Valerie and I talked about the surgery and all it entails — emotionally and physically– a bit over Thanksgiving weekend, but quite a bit on the way up here this morning. It’s scary… really scary. She was really apprehensive and the question of whether this was the right thing etc. The main thought is “most people don’t usually go in and ask that a perfectly healthy organ be removed, or partially removed”. I told her that maybe the organ is healthy but it’s causing issues with the rest of her. She’s afraid of failing and getting right back where she is. We agreed that we will be looking at the positive things she will be getting out of this. We are going to make a list of the things she is looking forward to: crossing her legs, sitting comfortably in seats at the theatre, not having to purchase two seats for a plane ride or ask for a seatbelt extender, being able to go to a restaurant and not be concerned whether or not they have chairs with no arms. It’s not like this list will be a check list in the sense of a barometer of whether or not she’s successful as it will be a way to celebrate the positive outcome(s) of this surgery. It’s not going to be easy, we both know that. I know that she’s ready for it. The permanency of it all is a bit daunting for her at the moment, but she’ll get better with that.

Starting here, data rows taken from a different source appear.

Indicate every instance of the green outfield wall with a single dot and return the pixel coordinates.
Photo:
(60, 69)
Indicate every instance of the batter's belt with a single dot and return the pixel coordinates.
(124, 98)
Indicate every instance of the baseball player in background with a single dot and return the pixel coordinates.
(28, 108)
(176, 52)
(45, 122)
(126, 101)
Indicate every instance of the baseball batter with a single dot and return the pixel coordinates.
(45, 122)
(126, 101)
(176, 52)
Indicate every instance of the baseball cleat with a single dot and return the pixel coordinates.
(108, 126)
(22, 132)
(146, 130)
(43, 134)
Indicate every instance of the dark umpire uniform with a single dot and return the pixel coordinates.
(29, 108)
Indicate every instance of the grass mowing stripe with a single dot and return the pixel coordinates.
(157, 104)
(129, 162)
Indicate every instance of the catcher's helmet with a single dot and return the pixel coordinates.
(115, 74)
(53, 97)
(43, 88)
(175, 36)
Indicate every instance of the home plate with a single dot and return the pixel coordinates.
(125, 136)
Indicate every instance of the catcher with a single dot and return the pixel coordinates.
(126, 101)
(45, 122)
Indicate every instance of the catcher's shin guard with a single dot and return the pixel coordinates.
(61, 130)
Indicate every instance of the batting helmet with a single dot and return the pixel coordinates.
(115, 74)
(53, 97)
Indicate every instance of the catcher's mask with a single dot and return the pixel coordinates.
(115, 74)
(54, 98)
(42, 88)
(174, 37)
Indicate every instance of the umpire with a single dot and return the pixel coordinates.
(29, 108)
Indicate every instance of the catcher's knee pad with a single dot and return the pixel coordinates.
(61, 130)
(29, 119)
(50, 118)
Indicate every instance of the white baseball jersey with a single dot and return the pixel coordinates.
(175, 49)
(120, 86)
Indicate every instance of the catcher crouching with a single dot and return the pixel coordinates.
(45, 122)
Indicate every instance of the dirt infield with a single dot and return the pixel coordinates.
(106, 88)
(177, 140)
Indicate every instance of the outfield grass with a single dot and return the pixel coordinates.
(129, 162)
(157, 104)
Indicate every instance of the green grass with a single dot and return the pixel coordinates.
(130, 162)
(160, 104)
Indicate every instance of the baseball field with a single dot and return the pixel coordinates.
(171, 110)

While we were waiting for them to take her back, Valerie said something that I thought was a bit funny..not ha ha, but just interesting: she thanked me for letting her do this. It took me back a bit. I think I understand why she said it, but in all honesty, this is something she wants and I am just her support. I want to help her get to where she wants to be. I want only the best for her. We have been best friends for over 35 years and partners for over 12. Because of my commitment to her as a friend and partner, and because I love her I will do anything to help her achieve that goal. I know it’s not going to be an easy road; it’s a major lifestyle change. And it won’t be easy for me either. I am an enabler by nature. I call myself a “hunter/gatherer” but I know that Valerie needs to do most of this by herself. I am going to be there for her every step of the way. I know we will both come out on the other side of this together and happy. I will need to push her a bit and she may not be happy with me at times, but dems the breaks. 🙂

The doctor came out about 5pm and showed me the pictures from the surgery. He had been worried that she had a hiatal hernia too. Valerie hasn’t had any issues, but he felt a really hard lump at the top of the incision from her gallbladder surgery years ago. Turns out she had three hernias! He said the other techs in the operating room kept saying “and she wasn’t in any pain?” She’s a tough cookie, to be sure. The Dr. was able to repair one of the three, and reduce the scar tissue on the others. He said typically he would repair the upper one, but to do so properly it would require a mesh and he doesn’t want to introduce a foreign body when he took out a good portion of the stomach. He said if it give her problems we can go in and fix it later, he just wants her to heal more from the bypass first. Even though I had good feelings about the outcome and expected exactly what I heard, I was very relieved to have him tell me all that. Now I just have to wait a few hours before I can see her. I will only get to see her for about an hour and then I’ll get kicked out only to have to pick her up between 5 and 6 am tomorrow. I am looking forward to seeing her and getting here home to start the next part of the adventure!